Custom Entity Extraction from text

Hi! I’m trying to build a learning-based custom entity extraction model that is capable of extracting a specific value from a short piece of text. In other words, I have a dataset that consists of two columns: “description” and “store_number”, and I want my model to be able to extract the store_number from any description it is given. For instance:

descriptions:
[“FIVE GUYS 2565 DIST 468-981-3409 AL”,
“McDonald’s K6148”]

store_numbers:
[2565,
K6148]

and so on. I’m having a hard time figuring out what model or type of model I should train in order to accomplish this. Initially, I looked at Named Entity-Recognition and token classification, but that doesn’t seem to be the correct approach, since 1) BERT’s NER is limited to things like person, organization, etc, and 2) even if we could identify numbers with such an NER, we aren’t interested in finding the category/type of an entity, but rather correctly identifying the entity itself.

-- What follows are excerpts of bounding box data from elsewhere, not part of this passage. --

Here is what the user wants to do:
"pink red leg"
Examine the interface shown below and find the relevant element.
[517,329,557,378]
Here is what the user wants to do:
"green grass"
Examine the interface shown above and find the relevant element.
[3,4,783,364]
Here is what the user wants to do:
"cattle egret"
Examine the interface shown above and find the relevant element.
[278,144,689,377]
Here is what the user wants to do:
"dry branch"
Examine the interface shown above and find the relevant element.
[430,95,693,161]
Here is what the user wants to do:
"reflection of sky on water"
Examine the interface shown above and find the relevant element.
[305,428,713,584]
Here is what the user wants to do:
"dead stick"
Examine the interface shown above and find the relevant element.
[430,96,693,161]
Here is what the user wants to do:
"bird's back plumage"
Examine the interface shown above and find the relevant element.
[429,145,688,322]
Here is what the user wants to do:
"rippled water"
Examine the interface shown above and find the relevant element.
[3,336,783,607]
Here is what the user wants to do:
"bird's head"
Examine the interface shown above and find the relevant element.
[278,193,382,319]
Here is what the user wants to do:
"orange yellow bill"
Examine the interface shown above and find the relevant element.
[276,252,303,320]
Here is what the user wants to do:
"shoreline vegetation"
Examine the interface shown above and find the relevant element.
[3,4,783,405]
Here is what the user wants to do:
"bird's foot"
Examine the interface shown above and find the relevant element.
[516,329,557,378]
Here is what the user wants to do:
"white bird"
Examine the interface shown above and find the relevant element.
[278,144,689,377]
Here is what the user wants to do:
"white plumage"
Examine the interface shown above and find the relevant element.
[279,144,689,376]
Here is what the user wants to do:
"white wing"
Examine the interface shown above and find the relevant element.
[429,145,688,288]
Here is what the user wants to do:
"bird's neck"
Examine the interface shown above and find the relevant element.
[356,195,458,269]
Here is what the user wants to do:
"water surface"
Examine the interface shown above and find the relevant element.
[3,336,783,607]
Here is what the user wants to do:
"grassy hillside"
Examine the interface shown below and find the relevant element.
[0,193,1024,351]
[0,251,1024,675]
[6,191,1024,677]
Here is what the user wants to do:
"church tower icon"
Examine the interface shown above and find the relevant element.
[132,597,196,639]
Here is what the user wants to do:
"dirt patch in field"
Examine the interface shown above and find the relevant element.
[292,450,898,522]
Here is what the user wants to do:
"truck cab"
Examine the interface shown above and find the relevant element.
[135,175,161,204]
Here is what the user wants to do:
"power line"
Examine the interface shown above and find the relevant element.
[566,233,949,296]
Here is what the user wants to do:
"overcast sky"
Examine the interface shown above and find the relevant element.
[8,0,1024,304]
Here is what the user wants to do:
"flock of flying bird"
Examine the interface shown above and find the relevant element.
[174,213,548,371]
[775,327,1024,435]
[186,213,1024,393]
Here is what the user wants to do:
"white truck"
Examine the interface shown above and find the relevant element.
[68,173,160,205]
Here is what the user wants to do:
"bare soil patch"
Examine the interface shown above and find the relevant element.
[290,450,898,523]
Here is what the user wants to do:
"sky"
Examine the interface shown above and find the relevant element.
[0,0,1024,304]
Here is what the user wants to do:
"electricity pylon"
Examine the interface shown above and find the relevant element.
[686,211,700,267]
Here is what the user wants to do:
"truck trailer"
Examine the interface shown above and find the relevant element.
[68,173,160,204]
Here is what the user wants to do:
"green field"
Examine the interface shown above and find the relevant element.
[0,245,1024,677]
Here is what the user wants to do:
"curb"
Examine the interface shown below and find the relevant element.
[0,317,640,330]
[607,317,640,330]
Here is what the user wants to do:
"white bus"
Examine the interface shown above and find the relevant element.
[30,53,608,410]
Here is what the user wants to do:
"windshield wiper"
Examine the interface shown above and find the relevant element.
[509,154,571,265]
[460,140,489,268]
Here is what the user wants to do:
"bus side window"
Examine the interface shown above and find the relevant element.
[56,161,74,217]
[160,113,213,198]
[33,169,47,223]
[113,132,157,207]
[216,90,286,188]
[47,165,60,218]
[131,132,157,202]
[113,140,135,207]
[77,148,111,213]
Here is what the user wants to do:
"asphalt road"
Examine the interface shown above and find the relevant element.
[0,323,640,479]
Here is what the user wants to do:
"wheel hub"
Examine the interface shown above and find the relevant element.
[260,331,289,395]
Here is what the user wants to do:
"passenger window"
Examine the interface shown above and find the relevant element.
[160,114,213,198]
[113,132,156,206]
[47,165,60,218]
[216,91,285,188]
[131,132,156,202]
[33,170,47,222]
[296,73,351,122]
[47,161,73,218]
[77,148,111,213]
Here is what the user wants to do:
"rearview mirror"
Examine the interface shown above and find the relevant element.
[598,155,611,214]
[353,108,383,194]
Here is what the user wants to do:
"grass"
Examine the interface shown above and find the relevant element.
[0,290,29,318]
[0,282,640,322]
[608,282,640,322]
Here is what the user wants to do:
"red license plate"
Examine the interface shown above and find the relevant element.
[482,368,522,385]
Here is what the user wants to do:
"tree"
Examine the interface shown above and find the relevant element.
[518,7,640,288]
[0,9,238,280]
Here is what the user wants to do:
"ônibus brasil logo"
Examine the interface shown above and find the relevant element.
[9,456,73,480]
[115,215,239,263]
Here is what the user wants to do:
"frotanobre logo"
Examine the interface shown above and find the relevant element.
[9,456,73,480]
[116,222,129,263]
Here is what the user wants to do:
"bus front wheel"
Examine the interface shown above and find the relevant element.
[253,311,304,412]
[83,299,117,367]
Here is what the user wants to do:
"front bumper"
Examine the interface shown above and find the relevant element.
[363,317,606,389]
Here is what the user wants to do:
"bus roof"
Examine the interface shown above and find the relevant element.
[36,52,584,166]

Any help on this would be appreciated–thanks!

Did you figure this out?

You need to define a custom NER tagging class. Here is a general outline that you need to do:

  1. Tag all the training data with store numbers with some tag. For example:

Text : “FIVE GUYS 2565 DIST 468-981-3409 AL”
Tags: O O B-STORE O O O O O

Here B-STORE represents the tag for store number and while O is ignored for rest.

  1. Tokenize and create a dataset of input_ids, attention_mask and labels. Use some kind of encoder architecture like BERT, XLMRoberta etc. to compute the embedding of input and feed it to a fully connected network. You might find seq_eval library helpful in training here.

  2. Run for few epochs and you would have your custom NER ready.